Ein Freund schickt mir eine Ansichtskarte „zur Dokumentierung geographischer Kenntnisse in Belgien“. Sie zeigt ein übrigens sehr hübsches Bild der Bondorfer Mühle mit der Unterschrift:
«Ardennes Belges. Martelange. Le moulm de Bigonville.»
Auf Anhieb hätte dieser oder jener annehmen können, das sei wieder so ein Streich des Herrn Pierre Rothomb. Dem ist nicht so. Die Karte ist herausgegeben von der Druckerei und Buchhandlung M. Prom in Martelingen, deren Besitzer zweifellos in mehr oder weniger enger Abstammungsgemeinschaft mit der luxemburger Familie Praum steht. Aber wenn man Praum heißt und die Leute haben ein Menschenleben lang «Bonjour monsieur Prom» zu einem gesagt, so schreibt man sich schließlich der Einfachheit halber Prom.
Herr Prom, der in Martelingen - also in Belgien wohnt - es sei denn, er wohnte dicht daneben am Ufer der „Ro’mecht“ oder Rombach -, Herr Prom könnte als Nachbar der Bondorfer Mühle wissen, daß sie nicht in den belgischen Ardennen, sondern im Großherzogtum Luxemburg liegt. Sie ist erst kürzlich wieder dadurch berühmt geworden, daß Herr Humbert de Wendel im „Woog“ der „Bungereffer Millen“ eine vierpfündige Forelle sportgerecht gefangen hat.
Wenn also Herr Prom diese malerische und berühmte Mühle auf belgisches Gebiet verlegt, so muß er einen Grund dafür haben. Vor dem Zollverein mit Belgien wären durch eine solche Grenzberichtigung die Schwierigkeiten des Schmuggels behoben gewesen. Heute fällt dieser Beweggrund weg.

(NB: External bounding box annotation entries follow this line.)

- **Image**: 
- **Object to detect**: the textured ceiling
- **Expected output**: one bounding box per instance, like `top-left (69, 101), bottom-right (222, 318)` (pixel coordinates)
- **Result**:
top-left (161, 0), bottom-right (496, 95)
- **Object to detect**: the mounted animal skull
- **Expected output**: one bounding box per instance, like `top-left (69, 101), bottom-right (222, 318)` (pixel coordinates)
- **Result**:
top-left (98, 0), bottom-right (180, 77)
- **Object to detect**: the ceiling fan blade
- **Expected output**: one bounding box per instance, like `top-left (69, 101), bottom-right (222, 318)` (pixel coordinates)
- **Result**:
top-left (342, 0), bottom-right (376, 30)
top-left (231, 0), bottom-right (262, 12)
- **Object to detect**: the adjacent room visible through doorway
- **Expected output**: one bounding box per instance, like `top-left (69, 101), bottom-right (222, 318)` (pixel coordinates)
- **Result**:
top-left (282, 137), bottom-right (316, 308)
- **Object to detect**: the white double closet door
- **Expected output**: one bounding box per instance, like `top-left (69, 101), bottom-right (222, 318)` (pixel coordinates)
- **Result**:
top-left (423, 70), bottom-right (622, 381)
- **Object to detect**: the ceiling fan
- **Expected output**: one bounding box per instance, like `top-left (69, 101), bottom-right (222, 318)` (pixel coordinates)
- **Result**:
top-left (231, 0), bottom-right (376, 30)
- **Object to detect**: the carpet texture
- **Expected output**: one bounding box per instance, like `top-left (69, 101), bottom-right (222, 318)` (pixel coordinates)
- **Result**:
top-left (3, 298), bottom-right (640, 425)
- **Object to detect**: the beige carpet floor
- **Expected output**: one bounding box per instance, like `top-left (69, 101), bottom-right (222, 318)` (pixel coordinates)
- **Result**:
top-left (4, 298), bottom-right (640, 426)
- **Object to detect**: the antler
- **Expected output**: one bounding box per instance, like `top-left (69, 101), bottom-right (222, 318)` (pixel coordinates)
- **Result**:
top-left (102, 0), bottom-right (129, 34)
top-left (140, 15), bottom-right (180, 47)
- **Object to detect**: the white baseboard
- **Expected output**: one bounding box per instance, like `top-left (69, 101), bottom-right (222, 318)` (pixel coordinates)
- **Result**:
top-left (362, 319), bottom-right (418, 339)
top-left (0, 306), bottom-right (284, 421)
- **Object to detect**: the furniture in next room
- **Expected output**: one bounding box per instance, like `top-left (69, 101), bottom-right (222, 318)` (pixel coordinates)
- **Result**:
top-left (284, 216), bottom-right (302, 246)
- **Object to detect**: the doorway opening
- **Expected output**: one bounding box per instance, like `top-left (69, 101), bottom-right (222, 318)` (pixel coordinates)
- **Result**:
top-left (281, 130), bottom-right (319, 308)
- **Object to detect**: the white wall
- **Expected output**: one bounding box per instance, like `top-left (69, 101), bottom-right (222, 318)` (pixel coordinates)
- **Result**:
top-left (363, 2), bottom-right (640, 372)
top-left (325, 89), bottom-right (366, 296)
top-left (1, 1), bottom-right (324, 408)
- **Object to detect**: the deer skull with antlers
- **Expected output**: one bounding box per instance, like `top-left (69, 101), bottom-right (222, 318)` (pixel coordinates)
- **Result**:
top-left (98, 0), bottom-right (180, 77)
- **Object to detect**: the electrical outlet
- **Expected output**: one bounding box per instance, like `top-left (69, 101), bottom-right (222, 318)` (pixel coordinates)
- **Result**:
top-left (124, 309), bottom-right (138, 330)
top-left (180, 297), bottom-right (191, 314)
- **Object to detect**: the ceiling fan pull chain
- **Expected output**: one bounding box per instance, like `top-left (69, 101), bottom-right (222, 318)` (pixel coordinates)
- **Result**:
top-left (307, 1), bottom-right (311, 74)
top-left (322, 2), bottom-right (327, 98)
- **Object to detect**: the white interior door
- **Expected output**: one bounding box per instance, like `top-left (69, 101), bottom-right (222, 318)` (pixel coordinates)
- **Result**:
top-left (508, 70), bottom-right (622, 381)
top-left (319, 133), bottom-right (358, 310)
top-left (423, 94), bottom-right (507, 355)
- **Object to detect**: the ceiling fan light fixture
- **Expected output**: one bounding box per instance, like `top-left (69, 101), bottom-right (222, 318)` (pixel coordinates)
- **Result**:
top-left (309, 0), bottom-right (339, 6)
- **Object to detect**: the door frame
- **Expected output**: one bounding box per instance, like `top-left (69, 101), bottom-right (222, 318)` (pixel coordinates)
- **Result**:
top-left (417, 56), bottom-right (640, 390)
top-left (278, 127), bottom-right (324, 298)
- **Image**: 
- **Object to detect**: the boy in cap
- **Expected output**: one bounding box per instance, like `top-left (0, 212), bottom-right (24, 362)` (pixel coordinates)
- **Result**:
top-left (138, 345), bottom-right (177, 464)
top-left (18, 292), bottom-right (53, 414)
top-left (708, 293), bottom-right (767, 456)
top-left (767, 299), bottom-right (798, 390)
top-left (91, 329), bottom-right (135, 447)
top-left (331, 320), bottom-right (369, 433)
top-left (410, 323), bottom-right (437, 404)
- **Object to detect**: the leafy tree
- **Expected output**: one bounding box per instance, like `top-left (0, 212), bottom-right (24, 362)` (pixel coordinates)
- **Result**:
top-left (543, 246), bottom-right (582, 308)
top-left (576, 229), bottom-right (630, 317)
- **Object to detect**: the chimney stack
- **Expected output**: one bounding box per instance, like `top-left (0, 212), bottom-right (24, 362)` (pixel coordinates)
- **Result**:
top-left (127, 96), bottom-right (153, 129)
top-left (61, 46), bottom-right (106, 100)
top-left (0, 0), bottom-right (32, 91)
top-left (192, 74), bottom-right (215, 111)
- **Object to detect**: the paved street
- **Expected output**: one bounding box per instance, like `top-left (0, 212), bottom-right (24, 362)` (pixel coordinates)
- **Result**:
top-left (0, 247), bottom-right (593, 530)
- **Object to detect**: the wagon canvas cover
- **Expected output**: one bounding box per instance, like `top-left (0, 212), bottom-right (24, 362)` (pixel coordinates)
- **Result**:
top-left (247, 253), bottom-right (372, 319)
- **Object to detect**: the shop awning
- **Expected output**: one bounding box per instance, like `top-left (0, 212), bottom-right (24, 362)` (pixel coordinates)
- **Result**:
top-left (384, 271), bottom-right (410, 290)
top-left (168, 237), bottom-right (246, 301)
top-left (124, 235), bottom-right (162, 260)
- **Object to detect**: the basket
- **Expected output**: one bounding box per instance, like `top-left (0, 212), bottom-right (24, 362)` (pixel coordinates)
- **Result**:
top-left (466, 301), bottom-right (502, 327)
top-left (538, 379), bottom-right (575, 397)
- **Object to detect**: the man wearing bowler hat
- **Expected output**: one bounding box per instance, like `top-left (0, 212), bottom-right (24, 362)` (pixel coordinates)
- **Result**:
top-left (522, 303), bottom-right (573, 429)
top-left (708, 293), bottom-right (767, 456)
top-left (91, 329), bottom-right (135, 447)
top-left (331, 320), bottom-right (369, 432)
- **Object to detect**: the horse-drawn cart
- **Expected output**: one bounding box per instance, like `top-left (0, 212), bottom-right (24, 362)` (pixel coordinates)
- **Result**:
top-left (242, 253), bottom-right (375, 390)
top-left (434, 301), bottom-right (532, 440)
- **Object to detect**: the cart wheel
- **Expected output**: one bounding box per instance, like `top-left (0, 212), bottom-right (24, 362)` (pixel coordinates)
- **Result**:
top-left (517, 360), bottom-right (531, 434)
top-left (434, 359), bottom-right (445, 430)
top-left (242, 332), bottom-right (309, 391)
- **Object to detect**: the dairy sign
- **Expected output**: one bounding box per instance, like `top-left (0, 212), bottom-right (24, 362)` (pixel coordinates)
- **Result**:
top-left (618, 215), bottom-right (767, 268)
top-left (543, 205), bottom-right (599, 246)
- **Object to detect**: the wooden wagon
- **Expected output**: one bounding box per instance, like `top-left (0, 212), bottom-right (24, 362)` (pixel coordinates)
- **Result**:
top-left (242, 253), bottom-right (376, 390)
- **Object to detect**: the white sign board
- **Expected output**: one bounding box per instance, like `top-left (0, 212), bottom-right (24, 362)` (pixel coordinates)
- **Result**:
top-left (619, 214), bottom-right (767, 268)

Herr Prom kann meiner Ansicht nach nur den Zweck verfolgen, langsam und unbemerkt ein Stück unseres Ländchens für Belgien zu annektieren, in der naiven Annahme, daß kein Hahn darnach krähen wird.
Bei näherem Nachdenken finde ich, daß Herr Prom hiermit ein Verfahren eingeschlagen hat, dessen segensreiche Folgen in der Zukunft kaum auszudenken sind. Ich rate ihm, zunächst seine Versuche fortzusetzen und das Operationsfeld weiterauszubauen. So wie wir merken, daß es nicht weh tut, lassen wir ihn ruhig gewähren. Ich würde vorschlagen, als nächste Serie «La Sûre belge» herauszubringen, mit allen Sehenswürdigkeiten von Bauschleiden bis Wasserbillig. Als zweiter Grenzfluß käme dann die Mosel dran. Vorkäufig wäre Herrn Prom davon abzuraten, auch das rechte Moselnfer von Perl bis Wasserliesch mit zu annektieren, die junge rheinische Republik könnte es krumm nehmen. Dagegen könnte er mit der Alzette - L’Alzette belge - nach Herzenslust operieren und als Krönung des Ganzen eine Karte mit Schloß Berg, Sommeraufenthalt des belgischen Königspaares, herausbringen. Im weiteren kämen Attert, Eisch und Mamer, Pratzer Tal, Mariental, Dierental dran. Und mit berechtigtem Stolz könnten die Belgier ihr neues nationales Ansichtenalbum durchblättern und sagen: Wahrhaftig, ich hätte nie gedacht, daß dies kleine Belgien so groß und so schön wäre!
Andere Völker würden ganz sicher keinen Augenblick zandern, das Verfahren des Herrn Prom zu übernehmen. In Berlin würden Karten gedruckt mit Ansichten aus „Deutschlothringen“ und aus dem „deutschen Elsaß“, der Straßburger Dom, der Hohbarr, die Hohkönigsburg, Metz und Suftgen würden wieder deutsch, ohne Schwertstreich, ohne Blutvergießen. Und zu guter Letzt wäre es auch uns Luxemburgern gestattet, um uns herum nach Herzenslust zu annektieren. Ich sehe bereits Ansichtskarten wie zum Beispiel diese: «Champagne Luxembourgeoise, Epernay» oder «Le Brabant Luxembourgeois. Bruxelles, le Palais du Grand-Duc» usw. Rundherum, wie gesagt, würden wir luxemburgisch machen, was uns gefiele. Nur mit Trier glaube ich nicht, daß wir großen Spaß hätten.
Damit hat Herr Prom der Welt und den Völkern gezeigt, wie sie es in Zukunft machen sollen, ihren Länderbesitz zu erweitern, ohne sich gegenseitig die Köpfe einzuschlagen. Das Resultat wäre schließlich, wenn man es recht bedenkt, genau dasselbe.